Beit She'arim National Park

Chalk slopes are honeycombed with catacombs around this attractively landscaped ancient site. Orthodox Jews pilgrimage here to the early-3rd-century Tomb of Judah ha-Nasi, chief editor and redactor of the Mishnah, the seminal text of rabbinic Judaism, but you don't need to be religious to appreciate the role this vast necropolis has played in the development of modern Judaism. The landscape is soothing, there are pleasant walking paths, and some of the caves have an Indiana Jones–style intrigue. Equipped with a flashlight, a free park brochure, and a map, discover ornately carved sarcophagi that attest to the complex intercultural relations in the Roman world.

A Jewish town flourished here after the eclipse of Jerusalem brought about by Titus's legions in AD 70 and its reconstruction as a pagan town by Hadrian in AD 135. For generations, Jews were denied access to their holy city and its venerated burial ground on the Mount of Olives, so the center of Jewish life and religious authority shifted first to Yavne, in the southern coastal plain, and then northward to the Lower Galilee.

By around AD 200 Beit She'arim had become the unofficial Jewish capital, owing its brief preeminence to the enormous stature of a native son. Rabbi Yehuda (or Judah) "ha-Nasi" (the Patriarch: a title conferred on the nominal leader of the Jewish community) was responsible for the city's inner workings and relations with its Roman masters. Alone among his contemporaries, ha-Nasi combined worldly diplomatic skills with scholarly authority and spiritual leadership.

The rabbi eventually moved east to Zippori because of its more salubrious climate, and there gathered the great Jewish sages of his day and compiled the Mishnah, which remains the definitive interpretation of biblical precepts for religious Jews. Nonetheless, ha-Nasi was laid to rest in his hometown of Beit She'arim. If Beit She'arim was a magnet for scholars and petitioners in his lifetime, it became a virtual shrine after his death. With Jerusalem still off-limits, the town became the most prestigious burial site in the Jewish world for almost 150 years.

Two major expeditions in the 1930s and '50s uncovered a series of 20 catacombs.
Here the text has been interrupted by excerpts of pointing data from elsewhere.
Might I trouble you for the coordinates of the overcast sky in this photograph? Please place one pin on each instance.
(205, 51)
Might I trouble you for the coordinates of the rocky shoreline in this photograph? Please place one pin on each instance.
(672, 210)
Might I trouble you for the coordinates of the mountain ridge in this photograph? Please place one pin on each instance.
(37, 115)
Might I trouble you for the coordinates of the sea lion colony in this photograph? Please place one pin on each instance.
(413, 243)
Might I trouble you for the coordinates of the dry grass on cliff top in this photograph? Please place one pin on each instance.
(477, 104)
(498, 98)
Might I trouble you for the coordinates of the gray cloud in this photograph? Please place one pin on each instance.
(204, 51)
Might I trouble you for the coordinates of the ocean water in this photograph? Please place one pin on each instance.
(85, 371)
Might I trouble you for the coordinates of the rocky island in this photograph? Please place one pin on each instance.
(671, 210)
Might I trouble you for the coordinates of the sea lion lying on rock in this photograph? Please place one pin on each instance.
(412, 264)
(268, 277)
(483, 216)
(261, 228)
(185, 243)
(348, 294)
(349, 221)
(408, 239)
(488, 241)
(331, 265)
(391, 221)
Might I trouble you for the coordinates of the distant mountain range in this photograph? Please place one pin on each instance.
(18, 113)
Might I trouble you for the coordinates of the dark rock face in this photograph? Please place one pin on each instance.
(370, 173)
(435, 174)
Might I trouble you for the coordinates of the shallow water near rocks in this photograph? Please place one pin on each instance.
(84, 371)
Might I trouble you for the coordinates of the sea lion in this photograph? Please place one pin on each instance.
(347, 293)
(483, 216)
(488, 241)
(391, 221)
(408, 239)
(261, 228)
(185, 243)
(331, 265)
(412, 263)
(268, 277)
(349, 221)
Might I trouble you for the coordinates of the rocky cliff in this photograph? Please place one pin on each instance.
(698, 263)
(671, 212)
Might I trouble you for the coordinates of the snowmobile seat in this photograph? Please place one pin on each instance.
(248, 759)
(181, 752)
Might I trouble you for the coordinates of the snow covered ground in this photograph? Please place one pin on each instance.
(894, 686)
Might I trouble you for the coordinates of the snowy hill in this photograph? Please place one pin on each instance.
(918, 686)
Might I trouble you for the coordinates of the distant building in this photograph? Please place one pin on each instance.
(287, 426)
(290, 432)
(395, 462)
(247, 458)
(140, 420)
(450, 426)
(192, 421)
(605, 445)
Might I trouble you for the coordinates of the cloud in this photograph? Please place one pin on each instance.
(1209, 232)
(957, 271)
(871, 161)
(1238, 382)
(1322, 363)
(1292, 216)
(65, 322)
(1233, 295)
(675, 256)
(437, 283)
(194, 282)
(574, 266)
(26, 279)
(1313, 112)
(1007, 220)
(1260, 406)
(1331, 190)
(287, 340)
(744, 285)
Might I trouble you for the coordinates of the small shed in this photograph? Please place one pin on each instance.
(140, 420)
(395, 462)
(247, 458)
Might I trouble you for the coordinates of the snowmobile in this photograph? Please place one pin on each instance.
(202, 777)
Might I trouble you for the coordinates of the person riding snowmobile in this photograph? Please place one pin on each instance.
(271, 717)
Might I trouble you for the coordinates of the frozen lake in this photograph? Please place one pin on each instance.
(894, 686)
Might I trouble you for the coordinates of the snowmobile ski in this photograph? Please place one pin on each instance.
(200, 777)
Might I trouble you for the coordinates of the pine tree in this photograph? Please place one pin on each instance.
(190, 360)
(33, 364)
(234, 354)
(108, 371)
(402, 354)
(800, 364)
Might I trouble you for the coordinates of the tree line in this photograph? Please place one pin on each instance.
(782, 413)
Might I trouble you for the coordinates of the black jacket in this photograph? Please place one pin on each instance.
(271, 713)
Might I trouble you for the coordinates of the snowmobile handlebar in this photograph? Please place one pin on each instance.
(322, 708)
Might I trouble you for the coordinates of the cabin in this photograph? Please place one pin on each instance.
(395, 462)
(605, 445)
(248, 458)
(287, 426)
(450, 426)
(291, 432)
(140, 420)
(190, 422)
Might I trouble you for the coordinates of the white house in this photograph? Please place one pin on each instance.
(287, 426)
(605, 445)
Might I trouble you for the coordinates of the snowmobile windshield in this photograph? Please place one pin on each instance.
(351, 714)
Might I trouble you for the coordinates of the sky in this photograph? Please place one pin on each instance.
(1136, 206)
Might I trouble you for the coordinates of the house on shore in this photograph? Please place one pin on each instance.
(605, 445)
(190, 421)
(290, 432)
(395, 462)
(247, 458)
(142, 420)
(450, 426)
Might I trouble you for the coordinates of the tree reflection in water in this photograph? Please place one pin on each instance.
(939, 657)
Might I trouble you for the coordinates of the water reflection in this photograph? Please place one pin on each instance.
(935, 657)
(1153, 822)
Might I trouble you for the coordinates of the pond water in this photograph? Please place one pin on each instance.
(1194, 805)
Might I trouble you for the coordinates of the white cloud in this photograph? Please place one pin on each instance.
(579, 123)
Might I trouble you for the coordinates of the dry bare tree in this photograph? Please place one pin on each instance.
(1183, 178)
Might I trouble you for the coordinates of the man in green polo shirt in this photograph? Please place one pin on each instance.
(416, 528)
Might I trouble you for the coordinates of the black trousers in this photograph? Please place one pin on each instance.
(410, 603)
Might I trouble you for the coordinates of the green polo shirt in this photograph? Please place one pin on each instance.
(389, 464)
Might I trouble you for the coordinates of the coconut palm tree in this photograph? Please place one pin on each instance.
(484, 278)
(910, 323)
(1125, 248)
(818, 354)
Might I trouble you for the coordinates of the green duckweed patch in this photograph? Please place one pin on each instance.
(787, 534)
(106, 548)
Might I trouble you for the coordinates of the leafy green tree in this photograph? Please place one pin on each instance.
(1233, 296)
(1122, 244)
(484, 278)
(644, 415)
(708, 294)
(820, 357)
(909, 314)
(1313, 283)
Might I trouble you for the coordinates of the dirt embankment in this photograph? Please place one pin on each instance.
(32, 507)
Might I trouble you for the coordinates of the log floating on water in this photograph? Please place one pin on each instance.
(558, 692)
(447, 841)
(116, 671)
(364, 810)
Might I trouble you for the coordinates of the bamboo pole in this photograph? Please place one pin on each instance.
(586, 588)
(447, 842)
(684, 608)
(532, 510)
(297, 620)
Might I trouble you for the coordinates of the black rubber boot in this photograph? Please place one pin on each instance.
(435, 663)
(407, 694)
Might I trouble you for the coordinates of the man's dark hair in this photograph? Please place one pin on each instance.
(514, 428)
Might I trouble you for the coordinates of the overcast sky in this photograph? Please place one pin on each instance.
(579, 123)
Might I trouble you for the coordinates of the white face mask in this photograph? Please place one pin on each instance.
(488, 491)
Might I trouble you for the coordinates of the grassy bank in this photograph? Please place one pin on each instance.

The largest of these is open to the public, with 24 chambers containing more than 200 sarcophagi. A wide range of carved Jewish and Roman symbols and more than 250 funerary inscriptions in Greek, Hebrew, Aramaic, and Palmyrene testify to the great distances people traveled—from Yemen and Mesopotamia, for instance—to be buried here. The sarcophagi were plundered over the centuries by grave robbers seeking the possessions with which the dead were often interred.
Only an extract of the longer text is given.